Clean-up. The angle ANO is the longitude of O minus that of A. Hence, the longitude of O is that of A plus the angle ANO. As a check, the sum of the angles ANO and ONB should equal the angle ANB. The side NO (obtained in triangles three and four – these values should be equal) is the co-latitude of O. The angle NOA is the bearing of A. Minus the angle BON is that of B. As a check, the angles around the observer O should add-up to two pi. Also, the sum of the spherical excesses of the triangles OBA, ANO, and BON should equal the spherical excess of the triangle NBA. Finally, we translate back from spherical-trigonometry to the spherical-coordinates.
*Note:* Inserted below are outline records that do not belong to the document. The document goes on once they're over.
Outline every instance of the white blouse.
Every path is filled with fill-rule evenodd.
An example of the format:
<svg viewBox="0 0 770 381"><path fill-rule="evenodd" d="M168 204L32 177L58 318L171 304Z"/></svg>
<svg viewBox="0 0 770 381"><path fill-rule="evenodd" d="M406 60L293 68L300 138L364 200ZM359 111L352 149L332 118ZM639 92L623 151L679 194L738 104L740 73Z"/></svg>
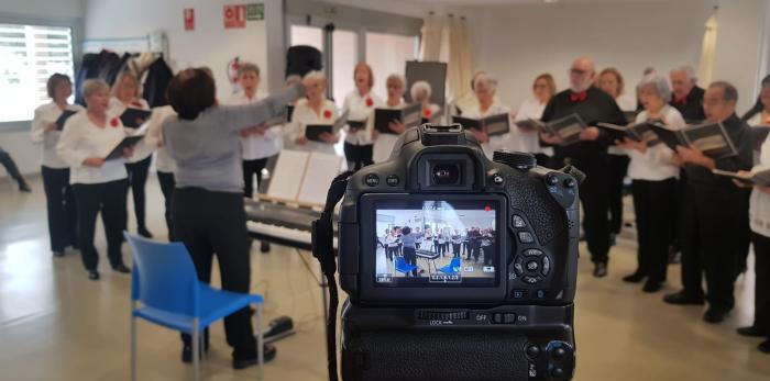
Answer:
<svg viewBox="0 0 770 381"><path fill-rule="evenodd" d="M257 91L254 98L249 99L245 92L237 92L227 101L227 104L249 104L258 102L260 100L268 97L266 92ZM257 160L273 155L277 155L280 148L284 147L283 132L280 131L283 126L276 125L267 128L264 135L250 135L249 137L241 137L241 155L243 155L244 160Z"/></svg>
<svg viewBox="0 0 770 381"><path fill-rule="evenodd" d="M163 134L161 130L166 117L175 115L176 112L170 105L163 105L153 109L153 113L150 115L150 121L147 122L147 134L143 142L150 147L157 147L155 150L155 169L157 169L158 172L176 172L176 161L168 156L168 152L163 144Z"/></svg>
<svg viewBox="0 0 770 381"><path fill-rule="evenodd" d="M670 105L666 105L661 113L663 122L670 128L679 130L686 124L682 114ZM640 112L636 117L637 123L647 120L647 111ZM625 152L631 158L628 165L628 177L634 180L662 181L679 177L679 167L671 161L674 152L666 144L647 147L647 152L644 154L634 149Z"/></svg>
<svg viewBox="0 0 770 381"><path fill-rule="evenodd" d="M84 110L79 104L67 104L66 109L72 111ZM69 168L69 165L56 154L56 144L62 136L62 131L54 130L47 133L45 132L45 127L51 123L56 123L63 112L64 111L62 111L56 103L51 102L35 109L35 116L32 120L32 142L43 144L43 166L47 168ZM75 115L70 117L74 116Z"/></svg>
<svg viewBox="0 0 770 381"><path fill-rule="evenodd" d="M142 98L138 98L138 99L131 101L131 103L125 104L120 99L112 97L112 98L110 98L110 108L109 108L108 114L110 114L112 116L120 117L120 115L122 115L123 112L125 111L125 109L128 109L128 108L140 109L140 110L150 110L150 104L147 103L147 101L145 101ZM132 133L136 132L136 130L134 130L134 128L130 128L130 130L133 130ZM143 143L140 143L140 145L143 145ZM140 146L138 146L138 148L140 148ZM150 155L153 154L153 149L148 149L148 148L150 147L141 147L141 149L134 150L133 156L125 159L125 163L138 163L138 161L142 161L142 160L146 159L147 157L150 157Z"/></svg>
<svg viewBox="0 0 770 381"><path fill-rule="evenodd" d="M308 105L306 99L297 102L292 114L292 123L287 128L288 142L287 146L296 150L319 152L326 154L337 154L334 144L324 142L308 141L305 145L297 145L294 141L299 136L305 136L305 127L308 124L333 124L339 117L334 102L330 100L323 101L321 113L317 114L316 110Z"/></svg>
<svg viewBox="0 0 770 381"><path fill-rule="evenodd" d="M510 114L510 109L497 102L493 102L492 105L488 109L486 109L485 112L482 112L481 108L479 105L475 105L473 108L464 110L462 116L471 119L482 119L499 114ZM484 150L484 155L486 155L486 157L488 157L490 160L492 160L492 156L494 155L495 150L504 148L515 149L515 146L516 143L510 132L503 135L490 136L490 142L482 143L482 149Z"/></svg>
<svg viewBox="0 0 770 381"><path fill-rule="evenodd" d="M548 102L540 103L535 97L528 98L519 105L519 111L516 112L514 122L528 119L539 121L542 117L542 112L546 111L547 104ZM514 126L514 142L516 142L514 149L522 153L553 156L553 148L540 146L540 136L537 131L524 131L517 126Z"/></svg>
<svg viewBox="0 0 770 381"><path fill-rule="evenodd" d="M770 169L770 138L762 143L762 149L759 155L759 165L755 166L752 171L761 171ZM770 194L759 191L755 188L751 191L751 201L749 204L749 223L754 233L770 237Z"/></svg>
<svg viewBox="0 0 770 381"><path fill-rule="evenodd" d="M349 121L369 121L374 117L374 109L381 108L384 104L383 100L371 91L366 94L361 94L359 90L353 90L345 97L342 102L342 113L348 113ZM350 133L350 127L345 126L345 142L352 145L372 144L371 134L367 134L365 128L359 130L355 134Z"/></svg>
<svg viewBox="0 0 770 381"><path fill-rule="evenodd" d="M117 116L108 115L103 128L91 123L85 111L70 116L56 145L56 153L69 165L69 183L94 184L125 179L122 157L105 161L98 168L84 166L82 161L89 157L107 156L127 135L129 132Z"/></svg>
<svg viewBox="0 0 770 381"><path fill-rule="evenodd" d="M381 109L391 109L391 110L396 110L396 109L402 109L406 105L404 103L404 100L396 105L396 107L389 107L387 103L381 105ZM366 133L369 136L372 136L372 131L374 130L374 116L370 117L369 121L366 122ZM372 148L372 160L374 163L383 163L386 161L388 158L391 158L391 154L393 153L393 148L396 145L396 142L398 141L398 137L402 135L396 135L396 134L383 134L380 133L377 135L377 139L374 141L374 147Z"/></svg>

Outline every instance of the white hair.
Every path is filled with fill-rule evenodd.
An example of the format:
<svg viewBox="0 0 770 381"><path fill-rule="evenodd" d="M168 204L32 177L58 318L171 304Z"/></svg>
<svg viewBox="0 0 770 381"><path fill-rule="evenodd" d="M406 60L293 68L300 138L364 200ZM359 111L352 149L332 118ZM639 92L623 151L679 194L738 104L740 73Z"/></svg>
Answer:
<svg viewBox="0 0 770 381"><path fill-rule="evenodd" d="M690 78L693 82L697 81L697 75L695 74L695 69L690 65L673 68L671 69L671 72L684 72L684 75L688 76L688 78Z"/></svg>
<svg viewBox="0 0 770 381"><path fill-rule="evenodd" d="M479 87L479 85L484 85L488 87L492 91L497 90L497 79L483 71L480 72L473 80L473 89L475 90Z"/></svg>
<svg viewBox="0 0 770 381"><path fill-rule="evenodd" d="M430 83L424 80L418 80L417 82L411 85L411 90L409 90L409 94L411 94L411 99L416 100L417 96L421 92L426 93L426 98L430 99L430 94L433 92L433 90L430 87Z"/></svg>
<svg viewBox="0 0 770 381"><path fill-rule="evenodd" d="M666 79L666 77L654 74L645 76L637 87L639 92L641 92L641 89L648 85L652 85L654 87L656 92L658 92L658 97L666 101L666 103L671 101L671 87L669 86L669 80Z"/></svg>

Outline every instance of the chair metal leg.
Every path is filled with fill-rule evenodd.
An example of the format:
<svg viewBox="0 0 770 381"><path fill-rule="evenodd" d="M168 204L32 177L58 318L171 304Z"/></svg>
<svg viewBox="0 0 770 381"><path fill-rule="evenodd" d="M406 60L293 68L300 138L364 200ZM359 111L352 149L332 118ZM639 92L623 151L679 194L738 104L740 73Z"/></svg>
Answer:
<svg viewBox="0 0 770 381"><path fill-rule="evenodd" d="M262 303L256 305L256 360L260 367L260 380L262 380L262 367L265 363L265 337L264 333L262 332Z"/></svg>
<svg viewBox="0 0 770 381"><path fill-rule="evenodd" d="M199 366L200 366L200 321L195 318L193 321L193 379L198 381L200 379Z"/></svg>
<svg viewBox="0 0 770 381"><path fill-rule="evenodd" d="M136 381L136 316L131 309L131 381Z"/></svg>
An Excel spreadsheet -- entitled where are we -- is contained in the distcalcnew.zip file. The first two rows of calculations are examples. Following a blank row, enter the data as follows: Column #A a minus-one if the observer O is southerly of the line AN; otherwise a plus-one. Columns #B, #C, and #D are the longitude, latitude, and altitude (elevation) of the celestial-object A. They are to be entered in radians. Columns #E, #F, and #G are those of the celestial-object B. All of the remaining columns are computed by the spreadsheet. For each of the four triangles, the (remaining) elements are as labeled. The label E indicates the spherical-excess. Hidden columns #AE, #AF, #AG, and #AH are the aforementioned checks. Finally, the column #AI is the longitude of the observer O and #AJ is the latitude. Column #AK is the bearing of the celestial-object A and #AL is that of the celestial-object B. These results are in radians.

The calculation within the spreadsheet, of necessity, is performed in radians. At present, the input and output values also are in radians. However, the input and output could be in some other form, for instance: 1) hours, minutes, and decimal seconds. 2) decimal degrees. 3) degrees and decimal minutes. 4) degrees, minutes, and decimal seconds. 5) grads. Either obtain the spreadsheet from me and add the necessary conversions yourself or else request me to do so for you.
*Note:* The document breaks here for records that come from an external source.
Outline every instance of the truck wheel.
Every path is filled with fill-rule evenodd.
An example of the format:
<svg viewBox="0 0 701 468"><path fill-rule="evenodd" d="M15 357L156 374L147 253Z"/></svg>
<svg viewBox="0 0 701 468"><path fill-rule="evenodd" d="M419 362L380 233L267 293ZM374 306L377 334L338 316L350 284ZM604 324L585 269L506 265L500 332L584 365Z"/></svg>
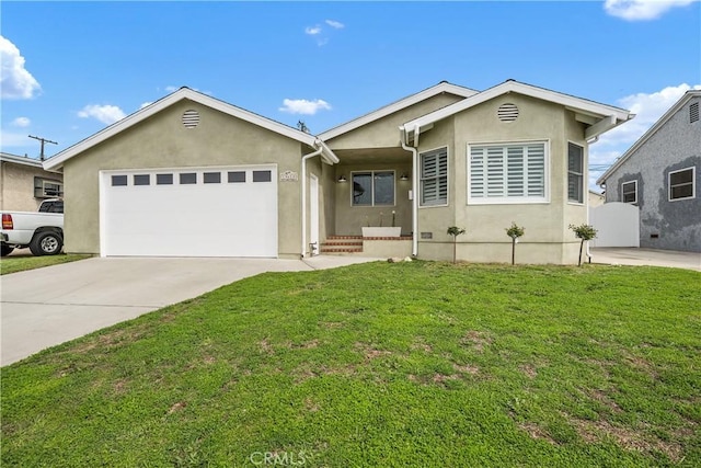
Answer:
<svg viewBox="0 0 701 468"><path fill-rule="evenodd" d="M60 235L51 231L44 231L34 235L30 242L30 250L34 255L56 255L64 247L64 239Z"/></svg>
<svg viewBox="0 0 701 468"><path fill-rule="evenodd" d="M3 243L0 246L0 255L8 256L10 253L12 253L13 250L14 250L14 247L10 247Z"/></svg>

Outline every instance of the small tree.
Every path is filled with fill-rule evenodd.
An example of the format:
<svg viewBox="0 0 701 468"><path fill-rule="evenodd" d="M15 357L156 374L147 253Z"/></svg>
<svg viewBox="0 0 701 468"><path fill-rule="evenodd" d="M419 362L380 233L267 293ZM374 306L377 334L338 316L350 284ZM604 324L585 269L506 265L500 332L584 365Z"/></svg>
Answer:
<svg viewBox="0 0 701 468"><path fill-rule="evenodd" d="M516 242L518 242L518 238L524 236L526 229L517 226L516 222L512 221L512 227L506 228L506 236L512 238L512 265L516 263Z"/></svg>
<svg viewBox="0 0 701 468"><path fill-rule="evenodd" d="M597 230L591 225L570 225L570 229L574 231L577 239L582 239L582 242L579 242L579 262L577 263L578 266L582 266L582 249L584 248L584 241L596 238Z"/></svg>
<svg viewBox="0 0 701 468"><path fill-rule="evenodd" d="M450 226L448 228L448 233L452 236L452 263L456 263L456 248L458 242L458 236L464 233L464 229L459 228L457 226Z"/></svg>

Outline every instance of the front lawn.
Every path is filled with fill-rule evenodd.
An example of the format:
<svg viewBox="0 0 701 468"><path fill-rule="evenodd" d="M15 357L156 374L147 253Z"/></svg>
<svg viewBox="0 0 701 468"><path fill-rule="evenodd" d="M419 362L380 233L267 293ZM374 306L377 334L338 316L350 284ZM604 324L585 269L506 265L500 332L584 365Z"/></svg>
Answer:
<svg viewBox="0 0 701 468"><path fill-rule="evenodd" d="M263 274L4 367L2 466L701 466L700 284Z"/></svg>
<svg viewBox="0 0 701 468"><path fill-rule="evenodd" d="M59 263L74 262L89 259L93 255L81 253L59 253L58 255L10 255L0 260L0 275L23 272L25 270L43 269L44 266L58 265Z"/></svg>

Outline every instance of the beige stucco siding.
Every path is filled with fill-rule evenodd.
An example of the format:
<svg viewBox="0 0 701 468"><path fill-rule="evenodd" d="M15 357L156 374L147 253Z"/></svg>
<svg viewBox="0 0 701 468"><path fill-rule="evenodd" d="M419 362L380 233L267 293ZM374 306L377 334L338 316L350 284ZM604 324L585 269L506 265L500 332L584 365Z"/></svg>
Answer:
<svg viewBox="0 0 701 468"><path fill-rule="evenodd" d="M34 197L34 178L61 182L62 174L27 164L0 162L0 209L35 212L44 198Z"/></svg>
<svg viewBox="0 0 701 468"><path fill-rule="evenodd" d="M416 117L426 115L464 98L455 94L439 94L405 107L391 115L358 127L352 132L329 139L331 149L387 148L400 146L399 127Z"/></svg>
<svg viewBox="0 0 701 468"><path fill-rule="evenodd" d="M412 231L412 205L409 199L411 180L401 181L402 174L411 174L411 160L403 159L394 162L365 162L338 165L336 180L344 175L348 181L336 182L333 187L336 199L335 233L341 236L360 236L363 226L392 225L392 212L395 212L395 226L401 226L403 235ZM365 171L395 171L394 173L394 205L383 206L353 206L353 173Z"/></svg>
<svg viewBox="0 0 701 468"><path fill-rule="evenodd" d="M182 114L195 110L200 121L185 128ZM278 174L300 171L311 148L277 133L181 101L66 161L66 251L100 252L100 171L277 164ZM278 253L299 255L300 180L278 183ZM186 214L183 214L186 216Z"/></svg>
<svg viewBox="0 0 701 468"><path fill-rule="evenodd" d="M519 117L501 122L497 109L504 103L518 106ZM420 232L433 232L420 240L420 256L449 259L452 238L449 226L467 229L458 238L458 258L467 261L510 261L510 238L505 229L512 221L526 228L518 252L526 263L571 263L578 243L568 224L586 221L584 204L567 203L567 142L585 147L584 128L563 106L519 94L482 103L435 124L421 136L420 151L448 146L449 208L420 208ZM544 141L547 148L547 201L481 205L468 203L468 146L518 141ZM586 179L586 175L585 175ZM585 180L586 186L586 180ZM576 258L575 260L576 261Z"/></svg>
All of the foregoing is done on a sphere. By convention, we project any three-dimensional point radially to the standard sphere, on which we find the shortest distances -- the great circles are the geodesics --, angles, and surface area.

GPS

A GPS (= Global Positioning System) device provides is easier to use than a sextant and provides our location with a much smaller error. Furthermore, it provides the third coordinate -- the height wrt (= with respect to) the oblate-spheroid (usually called the ellipsoid). Allegedly, however, the latitude is also the ellipsoidal latitude. Since this page is in the spherical trigonometry, we provide a link to a discussion of the ellipsoidal coordinates. We also have written an Excel spreadsheet for this ellipsoidal input. It is contained in the distcalcnew.zip file. In the upper right-hand corner, I have entered the average, equatorial, and polar radii of the Earth in Kilometres. Hence, each height also has to be entered in Km. Likewise, each linear distance is displayed in Km. You may change to any consistent units by entering the three appropriate radii of the Earth or any other oblate spheroid. Caution: the latitude *must* be entered as the ellipsoidal latitude. The corresponding spherical latitude is computed and displayed. The longitude and latitude may be entered in any combination of degrees (or decimal degrees), minutes (or decimal minutes), or seconds (or decimal seconds). You will have to unhide the columns to be able to enter either minutes or seconds.